Все было кончено, мне оставалось только умереть с достоинством. Я надел белую сорочку, исповедался и получил короткое свидание с сестрой, успевшей тем временем выйти замуж за маленького человека с большими претензиями, кассира Варшавско-Венской железной дороги, который свою жажду власти удовлетворял дома, тираня Халинку. И вот суд. Военный трибунал. Председатель — генерал от артиллерии, Смирнов, два полковника, от кавалерии и от инфантерии, капитан и поручик. Зачитали обвинительное заключение. Председатель спросил, признает ли подсудимый себя виновным. Я ответил, что признаюсь в намерении убить царя. Судьи посерьезнели, обвинитель ликовал. Предъявили вещественные доказательства, пистолеты, бомбу: «Этой хлопушкой вы хотели взорвать поезд его величества?» — «Да, а хлопушка это или нет, не знаю, я в бомбах не разбираюсь, какую дали, такую взял».— «Кто дал?» — «Потомская».— «Кто она такая?» Прокурор спешно разъясняет, что это крупная деятельница «Пролетариата», пока неуловимая. На суде выяснилось, что царь вообще не собирался ехать в Беловежскую пущу, не думал охотиться на глухарей, ведь надо быть заправским охотником, чтобы прыгать по болоту с кочки на кочку, а царь никакой не охотник, раз в год по необходимости участвует в официальной охоте, и тогда у него за спиной стоит меткий стрелок и стреляет вместо него. Какие люди живут на хуторе под Черемхой, если таковой вообще существует, прокурор сказать не мог. И так далее. Смирнов все разбирал детально, и получалось, что весь заговор — шитая белыми нитками полицейская провокация: просто нужно было раскрыть покушение на царя. Но подсудимый признал себя виновным, упорствовал прокурор, а когда дело касается жизни его императорского величества, то намерение следует рассматривать как свершение, и поэтому он требует для меня высшей меры наказания — смертной казни. Суд не мог отрицать наличия у меня дурных намерений и наказал меня за них четырьмя годами каторги и вечным поселением в Сибири.
После суда Смирнов сошел с трибуны и подошел ко мне.
— Ну как, молодой человек, довольны вы приговором?
Я смутился, не знаю, что сказать, как социалист и как поляк я должен бы ему нагрубить, но чувствую, что не в состоянии, пожилой ведь человек, да и сделал для меня все, что мог.
— Отбудете срок на каторге,— продолжал Смирнов,— это пережить можно, а когда вас привезут на поселение, бегите. Но не сюда, на Вислу, здесь мы вас поймаем, а в Китай.
Он, должно быть, не знал, что существует русско-китайское соглашение о выдаче беглых преступников.
Но это еще не все. Самое страшное для меня случилось через два месяца после вынесения приговора. Когда меня в кандалах гнали по этапу на каторгу в Акатуй, Перепецько с Завистовским попались при попытке перейти границу. Они оказали сопротивление, ранили одного солдата, и военный трибунал не проявил к ним никакого снисхождения, приговорил к смертной казни. Ну а поскольку я проходил по этому же делу и живу, то родилась сплетня, что я их оговорил на суде, я провокатор, а приговор мой фиктивный. Меня ударили по самому больному месту — по моей гордости, по моему доброму имени.

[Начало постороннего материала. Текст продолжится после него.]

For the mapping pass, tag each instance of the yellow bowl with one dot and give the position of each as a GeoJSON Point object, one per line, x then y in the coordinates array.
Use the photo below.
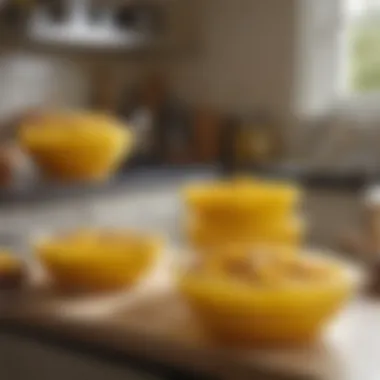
{"type": "Point", "coordinates": [98, 260]}
{"type": "Point", "coordinates": [76, 146]}
{"type": "Point", "coordinates": [202, 236]}
{"type": "Point", "coordinates": [239, 313]}
{"type": "Point", "coordinates": [241, 201]}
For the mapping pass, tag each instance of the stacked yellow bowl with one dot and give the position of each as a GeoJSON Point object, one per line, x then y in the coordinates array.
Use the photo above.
{"type": "Point", "coordinates": [243, 212]}
{"type": "Point", "coordinates": [76, 146]}
{"type": "Point", "coordinates": [265, 297]}
{"type": "Point", "coordinates": [98, 260]}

— Полноте, пан Бронислав, никто из тех, кто вас знает, не поверит этим бредням.
— Ошибаетесь, пан ксендз. Я знаю только двух людей в Польше, которые в это не верят и считают меня честным человеком. Это Стефания Семполовская, милосердная мать политических узников, и Эдвард Абрамовский, экономист и безгосударственный социалист, против которого я боролся. Оба они благородные люди, хотя не просто не любят, а терпеть не могут друг друга.
— Вот уж, действительно, мало жил, а много пережил,— вздохнул Войцеховский.— Тяжкие испытания выпали на вашу долю... Но теперь-то вы устроились? Работаете?
— Спасибо. Тут мне повезло. Я занялся охотой и встретил человека, у которого многому можно научиться. Я к нему питаю любовь и уважение. Это Николай Чутких.